News & Updates
Now On View: John Holt Broadside and John Hancock Letter
June 26, 2026
Congress declared the United States of America independent on July 2, 1776. Two days later, on July 4, it issued the Declaration of Independence to explain its break from Great Britain. The Declaration justified Congress’s actions with a list of 27 charges against King George III, dissolving the royal authority that long governed and united the colonies.
While the Declaration announced the birth of the United States, it did not create a plan for government. To re-establish law in America, the 13 states began writing constitutions. Congress also drafted the Articles of Confederation to create a national government. The Articles gave war-making and diplomatic authority to an elected Congress but reserved most powers for the states.
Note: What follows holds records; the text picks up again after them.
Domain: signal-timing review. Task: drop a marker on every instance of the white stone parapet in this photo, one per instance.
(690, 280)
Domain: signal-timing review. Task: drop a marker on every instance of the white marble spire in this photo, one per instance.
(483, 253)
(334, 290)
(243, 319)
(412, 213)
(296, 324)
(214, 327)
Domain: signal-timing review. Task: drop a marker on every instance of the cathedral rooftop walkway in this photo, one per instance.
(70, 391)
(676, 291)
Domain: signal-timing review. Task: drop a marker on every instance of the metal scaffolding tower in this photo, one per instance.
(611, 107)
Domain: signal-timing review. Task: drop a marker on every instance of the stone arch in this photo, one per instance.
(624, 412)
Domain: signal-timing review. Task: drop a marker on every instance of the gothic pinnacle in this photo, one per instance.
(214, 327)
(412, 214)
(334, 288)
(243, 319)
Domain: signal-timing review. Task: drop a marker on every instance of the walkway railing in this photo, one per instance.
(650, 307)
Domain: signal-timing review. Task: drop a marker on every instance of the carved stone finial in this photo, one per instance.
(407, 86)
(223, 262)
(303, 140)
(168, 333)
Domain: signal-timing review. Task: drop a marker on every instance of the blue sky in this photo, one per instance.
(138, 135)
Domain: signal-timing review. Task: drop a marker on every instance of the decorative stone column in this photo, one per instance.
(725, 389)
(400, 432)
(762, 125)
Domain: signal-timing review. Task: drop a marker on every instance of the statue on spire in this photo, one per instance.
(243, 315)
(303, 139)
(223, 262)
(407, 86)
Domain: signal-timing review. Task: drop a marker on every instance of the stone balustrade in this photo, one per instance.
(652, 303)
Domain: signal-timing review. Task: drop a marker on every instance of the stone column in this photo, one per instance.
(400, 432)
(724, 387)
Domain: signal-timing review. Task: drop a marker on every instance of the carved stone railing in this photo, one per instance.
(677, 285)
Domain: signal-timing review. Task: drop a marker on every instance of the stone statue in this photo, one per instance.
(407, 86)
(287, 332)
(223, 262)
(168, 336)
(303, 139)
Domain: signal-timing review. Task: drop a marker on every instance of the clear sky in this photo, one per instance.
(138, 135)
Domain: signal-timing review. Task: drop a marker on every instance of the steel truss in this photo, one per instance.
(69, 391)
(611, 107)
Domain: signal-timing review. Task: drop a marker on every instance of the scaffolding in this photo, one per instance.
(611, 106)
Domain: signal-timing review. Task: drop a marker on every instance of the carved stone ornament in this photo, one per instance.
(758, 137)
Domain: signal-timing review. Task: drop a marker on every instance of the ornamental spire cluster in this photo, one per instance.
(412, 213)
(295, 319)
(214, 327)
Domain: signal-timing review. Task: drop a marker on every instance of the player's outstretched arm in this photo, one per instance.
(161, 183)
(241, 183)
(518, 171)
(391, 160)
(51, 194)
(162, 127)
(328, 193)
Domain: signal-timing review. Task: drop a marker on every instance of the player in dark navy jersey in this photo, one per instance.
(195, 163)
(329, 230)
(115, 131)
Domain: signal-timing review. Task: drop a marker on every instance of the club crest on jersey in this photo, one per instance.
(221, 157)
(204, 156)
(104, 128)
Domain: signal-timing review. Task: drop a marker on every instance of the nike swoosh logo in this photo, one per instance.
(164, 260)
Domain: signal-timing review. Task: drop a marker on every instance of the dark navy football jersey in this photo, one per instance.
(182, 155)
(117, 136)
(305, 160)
The Articles of Confederation were adopted by Congress in November 1777 (and officially ratified in 1781). Congress operated under the Articles from 1777 to 1789, when the Federal Constitution was adopted.
Just in time for July 4th, the Museum has added a new broadside of the Declaration of Independence and a letter from John Hancock to the Ezekiel Holt Russell broadside and reproduction Syng inkstand already on display in the Declaration of Independence gallery.
Letter
On July 8, 1776, the same day as the first public reading of the Declaration of Independence in Philadelphia, John Hancock mailed the first printings of the revolutionary document. Sending the Declaration to governors of the states, generals of the Continental Army, and foreign dignitaries was part of his duty as president of the Continental Congress. Hancock mailed this letter to Georgia and announced that “Congress have judged it necessary to dissolve all Connection between Great Britain and the American Colonies, and to declare them free and independence states, as you will perceive by the enclosed Declaration.”
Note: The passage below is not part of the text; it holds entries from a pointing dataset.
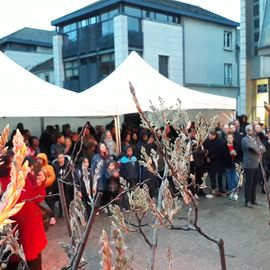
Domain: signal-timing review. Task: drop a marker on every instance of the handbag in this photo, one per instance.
(47, 213)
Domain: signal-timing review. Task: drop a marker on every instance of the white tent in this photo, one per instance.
(25, 95)
(112, 95)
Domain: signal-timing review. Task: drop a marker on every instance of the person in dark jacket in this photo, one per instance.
(198, 166)
(214, 160)
(237, 138)
(129, 167)
(143, 139)
(243, 124)
(230, 157)
(252, 149)
(99, 165)
(84, 183)
(58, 147)
(62, 170)
(266, 158)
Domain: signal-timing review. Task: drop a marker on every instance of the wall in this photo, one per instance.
(205, 55)
(28, 60)
(164, 39)
(59, 75)
(120, 39)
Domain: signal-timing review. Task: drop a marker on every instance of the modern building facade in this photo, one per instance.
(254, 58)
(32, 49)
(188, 44)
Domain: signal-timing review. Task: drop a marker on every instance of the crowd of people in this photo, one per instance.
(99, 165)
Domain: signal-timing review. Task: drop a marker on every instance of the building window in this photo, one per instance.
(227, 40)
(71, 70)
(107, 28)
(256, 10)
(134, 24)
(257, 23)
(47, 77)
(133, 11)
(256, 37)
(228, 74)
(107, 65)
(163, 65)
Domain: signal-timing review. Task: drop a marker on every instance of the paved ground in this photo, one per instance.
(245, 232)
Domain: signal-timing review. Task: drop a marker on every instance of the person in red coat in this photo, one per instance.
(29, 219)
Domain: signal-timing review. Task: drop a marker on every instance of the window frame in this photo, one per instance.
(227, 36)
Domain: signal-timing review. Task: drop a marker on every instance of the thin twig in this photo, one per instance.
(124, 192)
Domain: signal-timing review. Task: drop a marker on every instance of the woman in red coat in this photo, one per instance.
(29, 219)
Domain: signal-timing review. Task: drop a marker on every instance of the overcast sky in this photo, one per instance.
(16, 14)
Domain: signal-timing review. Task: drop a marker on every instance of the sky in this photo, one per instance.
(16, 14)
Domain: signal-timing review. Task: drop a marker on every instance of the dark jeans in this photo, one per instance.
(51, 200)
(252, 176)
(215, 172)
(33, 265)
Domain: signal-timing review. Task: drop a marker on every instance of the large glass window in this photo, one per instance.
(161, 17)
(131, 11)
(163, 65)
(107, 65)
(256, 10)
(227, 40)
(71, 70)
(228, 74)
(257, 23)
(107, 27)
(134, 24)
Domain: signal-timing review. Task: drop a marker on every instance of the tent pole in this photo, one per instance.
(42, 124)
(119, 133)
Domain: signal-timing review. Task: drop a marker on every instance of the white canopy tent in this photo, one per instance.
(112, 95)
(28, 99)
(25, 95)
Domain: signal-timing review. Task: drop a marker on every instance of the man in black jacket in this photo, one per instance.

Declaration of Independence Broadside
Despite the positive outcome of the Continental Congress’s motion for independence on July 2, 1776, the delegates representing New York abstained from the vote. The New York Provincial Congress did not authorize their representatives to endorse separation from Great Britain until July 9, 1776—the final colony to do so.
John Holt, a printer working in New York City, created 500 broadsides of the now-unanimous Declaration. Holt’s printing included the official statement about New York’s support for independence. Copies were sent to the Continental Congress and to government officials across New York.